A study funded by Cancer Research UK (CRUK) has found differing immune responses to COVID-19 among cancer patients, with certain cancer patients experiencing similar response to those without cancer, while others took five times longer than average to recover.
The study, undertaken by a team of researchers led by CRUK clinician scientist Dr Sheeba Irshad, shows that the immune response to COVID-19 is the same in cancer patients with solid tumours when compared to individuals who do not have cancer. The researchers set out to address two key questions revolving around COVID-19 and cancer care – first, if the immune response to COVID-19 in cancer patients differs to those without cancer; and second, to discover the long-term impact of COVID-19 on the immune systems of cancer patients.

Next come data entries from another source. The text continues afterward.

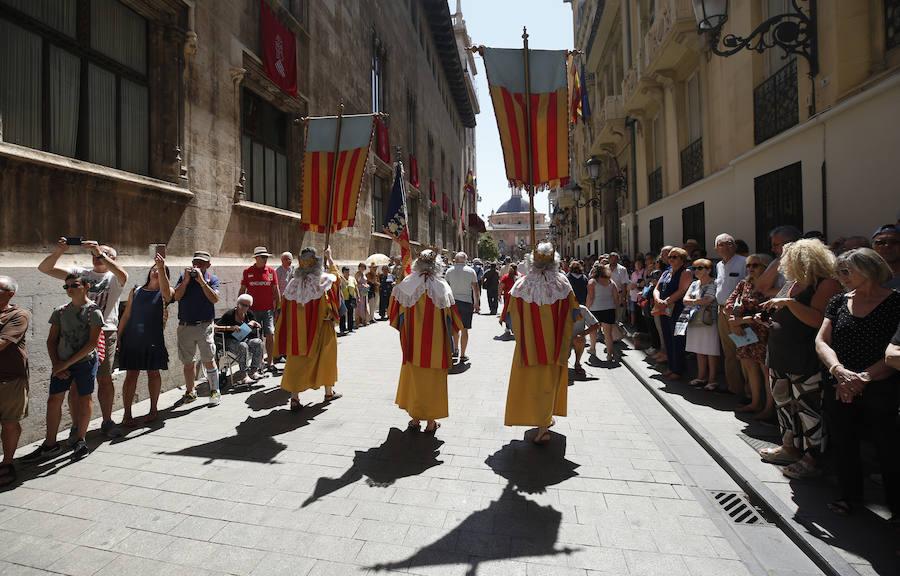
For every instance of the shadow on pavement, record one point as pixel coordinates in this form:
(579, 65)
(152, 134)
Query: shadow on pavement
(268, 398)
(511, 526)
(863, 534)
(402, 454)
(254, 440)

To do this, the researchers analysed the blood of 76 cancer patients, including 41 who had COVID-19 and 35 who had not been exposed to the virus.
Of the participants with cancer, 23 had solid tumours and 18 had blood cancer. The samples from the cancer patients were compared to samples from the blood of people who didn’t have cancer and who were already taking part in the previously published COVID-IP study.
The COVID-IP study examined the impact of COVID-19 on the immune system in cancer patient populations compared to those without cancer.
The CRUK researchers discovered that patients with solid tumours had high levels of COVID-19 antibodies that were sustained for up to 78 days following initial exposure to the novel coronavirus.
The study also found that when these patients had recovered from COVID-19, their immune systems returned to pre-COVID-19 functioning.
However, the researchers also found that blood cancer patients had differing responses to the virus, with some taking up to 90 days to recover after the initial signs of infection.
Participants with B cell-related blood cancer fell into three groups of responses to COVID-19 infection. The first group developed antibodies and cleared the virus, similar to the response seen in solid tumour cancer patients and people without cancer.
The second group did not develop antibodies, even after >75 days after first exposure to the virus and they continued to be unable to clear the virus.
The final group developed antibodies against COVID-19 but still remained unable to clear the virus from their system.
“While we need to maintain caution, our study provides some confidence and reassurance to care providers that many of our patients with solid cancers will mount a good immune response against the virus, develop antibodies that last and hopefully resume their cancer treatment as soon as possible,” said Dr Sheeba Irshad.